The worm code that has been targeting Sun Microsystems Inc.’s Unix servers and then using them to attack Web servers based on Microsoft Corp.’s software may have successfully compromised and defaced thousands of Web sites, according to security analysts who are tracking its progress.
In a statement issued last Thursday, Chad Dougherty, an Internet security analyst at the CERT Coordination Center at Carnegie Mellon University in Pittsburgh, said the organization had received reports about the worm from more than 100 companies.

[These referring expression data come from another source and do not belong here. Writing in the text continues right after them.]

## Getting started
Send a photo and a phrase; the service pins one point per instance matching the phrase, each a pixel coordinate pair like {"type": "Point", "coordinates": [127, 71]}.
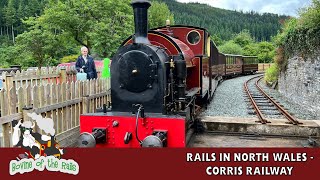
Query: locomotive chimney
{"type": "Point", "coordinates": [140, 8]}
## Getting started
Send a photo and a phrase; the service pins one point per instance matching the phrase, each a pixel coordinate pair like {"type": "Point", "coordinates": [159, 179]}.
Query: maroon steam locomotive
{"type": "Point", "coordinates": [160, 79]}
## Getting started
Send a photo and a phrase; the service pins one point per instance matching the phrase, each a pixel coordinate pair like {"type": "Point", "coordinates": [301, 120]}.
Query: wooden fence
{"type": "Point", "coordinates": [49, 93]}
{"type": "Point", "coordinates": [264, 66]}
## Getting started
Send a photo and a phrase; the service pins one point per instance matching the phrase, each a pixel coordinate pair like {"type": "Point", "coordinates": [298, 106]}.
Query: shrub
{"type": "Point", "coordinates": [271, 75]}
{"type": "Point", "coordinates": [67, 59]}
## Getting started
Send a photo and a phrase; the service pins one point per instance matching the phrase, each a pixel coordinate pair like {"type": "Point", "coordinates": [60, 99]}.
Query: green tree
{"type": "Point", "coordinates": [231, 47]}
{"type": "Point", "coordinates": [97, 24]}
{"type": "Point", "coordinates": [158, 14]}
{"type": "Point", "coordinates": [266, 52]}
{"type": "Point", "coordinates": [243, 38]}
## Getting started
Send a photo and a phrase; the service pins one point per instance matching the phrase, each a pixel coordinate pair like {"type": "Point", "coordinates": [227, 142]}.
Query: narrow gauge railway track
{"type": "Point", "coordinates": [263, 104]}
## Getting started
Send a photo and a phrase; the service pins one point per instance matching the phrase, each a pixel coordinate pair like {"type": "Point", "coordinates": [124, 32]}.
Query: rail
{"type": "Point", "coordinates": [282, 110]}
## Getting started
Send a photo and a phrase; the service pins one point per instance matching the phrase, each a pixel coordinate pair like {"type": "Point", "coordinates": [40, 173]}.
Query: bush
{"type": "Point", "coordinates": [271, 75]}
{"type": "Point", "coordinates": [231, 47]}
{"type": "Point", "coordinates": [67, 59]}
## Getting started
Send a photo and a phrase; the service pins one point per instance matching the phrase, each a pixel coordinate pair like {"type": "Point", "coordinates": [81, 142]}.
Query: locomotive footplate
{"type": "Point", "coordinates": [131, 130]}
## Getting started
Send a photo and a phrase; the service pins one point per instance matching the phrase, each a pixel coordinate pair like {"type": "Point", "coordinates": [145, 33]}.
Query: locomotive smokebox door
{"type": "Point", "coordinates": [137, 72]}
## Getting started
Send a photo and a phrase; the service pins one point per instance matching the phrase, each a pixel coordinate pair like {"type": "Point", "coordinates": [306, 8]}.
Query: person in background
{"type": "Point", "coordinates": [85, 63]}
{"type": "Point", "coordinates": [106, 68]}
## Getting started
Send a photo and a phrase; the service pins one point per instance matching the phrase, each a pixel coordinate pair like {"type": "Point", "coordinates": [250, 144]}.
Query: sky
{"type": "Point", "coordinates": [282, 7]}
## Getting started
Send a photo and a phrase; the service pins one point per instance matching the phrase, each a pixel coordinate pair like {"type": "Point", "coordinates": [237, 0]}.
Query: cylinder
{"type": "Point", "coordinates": [140, 8]}
{"type": "Point", "coordinates": [181, 69]}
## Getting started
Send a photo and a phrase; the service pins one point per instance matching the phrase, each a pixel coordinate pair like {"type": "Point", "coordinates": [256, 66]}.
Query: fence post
{"type": "Point", "coordinates": [63, 75]}
{"type": "Point", "coordinates": [7, 128]}
{"type": "Point", "coordinates": [85, 104]}
{"type": "Point", "coordinates": [25, 117]}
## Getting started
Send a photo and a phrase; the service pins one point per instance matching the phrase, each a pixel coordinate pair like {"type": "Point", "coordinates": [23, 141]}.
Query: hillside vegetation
{"type": "Point", "coordinates": [298, 37]}
{"type": "Point", "coordinates": [225, 23]}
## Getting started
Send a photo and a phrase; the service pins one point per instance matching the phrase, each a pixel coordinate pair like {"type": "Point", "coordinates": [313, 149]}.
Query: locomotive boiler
{"type": "Point", "coordinates": [160, 80]}
{"type": "Point", "coordinates": [150, 106]}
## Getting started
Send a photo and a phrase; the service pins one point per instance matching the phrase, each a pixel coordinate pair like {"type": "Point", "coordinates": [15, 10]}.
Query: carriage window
{"type": "Point", "coordinates": [193, 37]}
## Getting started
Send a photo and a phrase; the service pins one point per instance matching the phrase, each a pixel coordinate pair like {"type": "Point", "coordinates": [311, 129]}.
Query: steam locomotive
{"type": "Point", "coordinates": [160, 79]}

The reports “indicated [that] on the order of several thousand servers using Microsoft’s Internet Information Services (IIS) were defaced” and that more than 200 Sun servers have been compromised, he said.
Dougherty noted that the latter figure “doesn’t include any extrapolation of compromised Solaris machines from the IIS [defacement] logs,” which potentially could mean that even more Sun machines were hit. CERT, a security research and information service, posted an advisory about the worm earlier this week.

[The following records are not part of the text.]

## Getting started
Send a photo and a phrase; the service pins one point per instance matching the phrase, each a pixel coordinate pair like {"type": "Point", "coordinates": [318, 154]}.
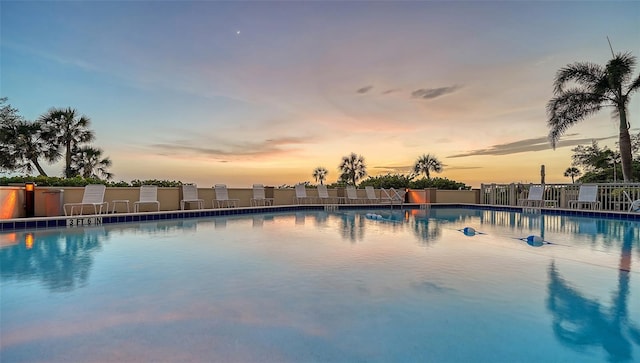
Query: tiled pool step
{"type": "Point", "coordinates": [87, 220]}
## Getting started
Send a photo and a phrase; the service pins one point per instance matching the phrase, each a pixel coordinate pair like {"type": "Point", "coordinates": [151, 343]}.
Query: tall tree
{"type": "Point", "coordinates": [320, 174]}
{"type": "Point", "coordinates": [426, 164]}
{"type": "Point", "coordinates": [67, 131]}
{"type": "Point", "coordinates": [88, 163]}
{"type": "Point", "coordinates": [572, 172]}
{"type": "Point", "coordinates": [21, 144]}
{"type": "Point", "coordinates": [582, 89]}
{"type": "Point", "coordinates": [352, 168]}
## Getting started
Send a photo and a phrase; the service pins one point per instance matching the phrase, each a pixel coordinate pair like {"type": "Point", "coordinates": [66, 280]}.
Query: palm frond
{"type": "Point", "coordinates": [633, 86]}
{"type": "Point", "coordinates": [620, 69]}
{"type": "Point", "coordinates": [584, 74]}
{"type": "Point", "coordinates": [567, 109]}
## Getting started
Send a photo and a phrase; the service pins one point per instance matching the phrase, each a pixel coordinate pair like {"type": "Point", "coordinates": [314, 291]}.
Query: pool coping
{"type": "Point", "coordinates": [21, 224]}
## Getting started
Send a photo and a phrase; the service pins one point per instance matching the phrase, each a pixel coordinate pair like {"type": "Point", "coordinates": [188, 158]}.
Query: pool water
{"type": "Point", "coordinates": [343, 286]}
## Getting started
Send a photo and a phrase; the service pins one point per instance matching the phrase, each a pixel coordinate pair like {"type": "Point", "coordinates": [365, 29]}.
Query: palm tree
{"type": "Point", "coordinates": [320, 174]}
{"type": "Point", "coordinates": [572, 172]}
{"type": "Point", "coordinates": [66, 130]}
{"type": "Point", "coordinates": [352, 168]}
{"type": "Point", "coordinates": [21, 145]}
{"type": "Point", "coordinates": [593, 88]}
{"type": "Point", "coordinates": [88, 163]}
{"type": "Point", "coordinates": [426, 164]}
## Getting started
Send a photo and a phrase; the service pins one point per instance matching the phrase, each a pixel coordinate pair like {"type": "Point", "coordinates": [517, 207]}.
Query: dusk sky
{"type": "Point", "coordinates": [264, 92]}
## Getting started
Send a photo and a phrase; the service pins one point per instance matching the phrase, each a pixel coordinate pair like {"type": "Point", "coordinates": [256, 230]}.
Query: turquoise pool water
{"type": "Point", "coordinates": [343, 286]}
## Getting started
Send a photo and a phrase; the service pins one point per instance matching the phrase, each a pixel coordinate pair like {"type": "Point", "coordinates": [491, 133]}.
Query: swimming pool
{"type": "Point", "coordinates": [340, 286]}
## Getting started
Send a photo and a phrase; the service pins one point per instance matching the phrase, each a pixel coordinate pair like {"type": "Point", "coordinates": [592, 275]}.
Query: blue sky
{"type": "Point", "coordinates": [263, 92]}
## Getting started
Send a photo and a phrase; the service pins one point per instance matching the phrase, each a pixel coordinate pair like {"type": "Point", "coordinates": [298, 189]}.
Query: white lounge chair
{"type": "Point", "coordinates": [190, 195]}
{"type": "Point", "coordinates": [148, 195]}
{"type": "Point", "coordinates": [371, 194]}
{"type": "Point", "coordinates": [259, 196]}
{"type": "Point", "coordinates": [587, 198]}
{"type": "Point", "coordinates": [324, 197]}
{"type": "Point", "coordinates": [222, 197]}
{"type": "Point", "coordinates": [352, 195]}
{"type": "Point", "coordinates": [301, 195]}
{"type": "Point", "coordinates": [93, 196]}
{"type": "Point", "coordinates": [392, 196]}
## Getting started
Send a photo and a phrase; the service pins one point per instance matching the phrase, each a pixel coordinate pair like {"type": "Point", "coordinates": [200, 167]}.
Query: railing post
{"type": "Point", "coordinates": [512, 194]}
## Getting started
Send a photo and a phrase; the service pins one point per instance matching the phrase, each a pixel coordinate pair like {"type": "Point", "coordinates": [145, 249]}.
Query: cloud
{"type": "Point", "coordinates": [526, 145]}
{"type": "Point", "coordinates": [226, 149]}
{"type": "Point", "coordinates": [431, 93]}
{"type": "Point", "coordinates": [390, 91]}
{"type": "Point", "coordinates": [463, 167]}
{"type": "Point", "coordinates": [364, 90]}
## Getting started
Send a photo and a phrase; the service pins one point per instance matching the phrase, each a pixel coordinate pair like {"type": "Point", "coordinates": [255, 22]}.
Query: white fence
{"type": "Point", "coordinates": [612, 196]}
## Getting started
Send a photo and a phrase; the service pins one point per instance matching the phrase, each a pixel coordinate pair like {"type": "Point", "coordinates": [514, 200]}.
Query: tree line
{"type": "Point", "coordinates": [60, 133]}
{"type": "Point", "coordinates": [353, 169]}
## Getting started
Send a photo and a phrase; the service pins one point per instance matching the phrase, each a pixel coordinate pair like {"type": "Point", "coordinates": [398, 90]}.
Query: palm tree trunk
{"type": "Point", "coordinates": [67, 168]}
{"type": "Point", "coordinates": [625, 146]}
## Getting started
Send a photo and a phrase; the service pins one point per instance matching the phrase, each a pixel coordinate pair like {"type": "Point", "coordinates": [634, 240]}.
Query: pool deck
{"type": "Point", "coordinates": [22, 224]}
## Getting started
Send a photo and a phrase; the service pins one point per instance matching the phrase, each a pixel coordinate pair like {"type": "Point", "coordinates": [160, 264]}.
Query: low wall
{"type": "Point", "coordinates": [49, 200]}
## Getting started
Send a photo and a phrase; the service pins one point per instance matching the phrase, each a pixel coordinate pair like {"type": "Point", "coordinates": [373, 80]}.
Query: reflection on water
{"type": "Point", "coordinates": [579, 321]}
{"type": "Point", "coordinates": [61, 260]}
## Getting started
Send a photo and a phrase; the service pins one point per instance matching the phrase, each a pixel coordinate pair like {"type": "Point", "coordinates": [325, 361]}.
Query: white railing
{"type": "Point", "coordinates": [612, 196]}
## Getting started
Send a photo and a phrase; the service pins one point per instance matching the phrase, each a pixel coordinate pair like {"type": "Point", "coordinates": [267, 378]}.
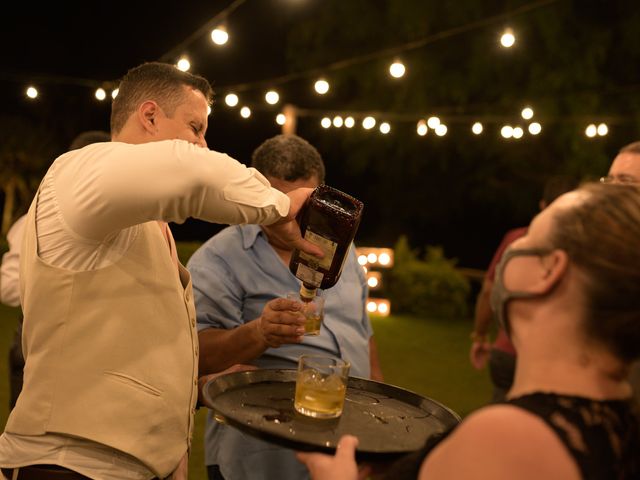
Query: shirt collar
{"type": "Point", "coordinates": [250, 234]}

Attrition.org, a Web site that documents defacements of Web pages, posted a notice last night saying it had confirmed attacks by the worm against a total of 405 IP addresses. Another 1,842 addresses on a purported victims list that was sent to the site via e-mail proved to be valid but hadn’t been tested for defacements, the notice added.
Nonetheless, Attrition.org said it “is believed that all of the [Internet Protocol addresses] were compromised and defaced at one point or another.” The e-mail that the Attrition.org staff received from an unknown source actually contained a total of more than 8,800 IP addresses that had supposedly been attacked, but only 2,247 could be “resolved,” the notice said.
The self-propagating worm, which has been dubbed “sadmind/IIS,” takes advantage of a security hole in Sun’s Solaris operating system that was discovered two years ago and another one in Microsoft’s IIS Web server software that was uncovered last fall, according to CERT.
As described by CERT, the worm hits the Solaris server first and gives an attacker root-level access to the infected machine. It then uses the system to launch attacks against IIS-based Web servers, defacing them with a crude rant against the U.S. government and what appears to be a Chinese e-mail address.
Software patches that are supposed to fix the problems have long been available from both Sun and Microsoft. But several users have acknowledged that the worm hit their Web sites because they hadn’t installed the relevant patches on their servers.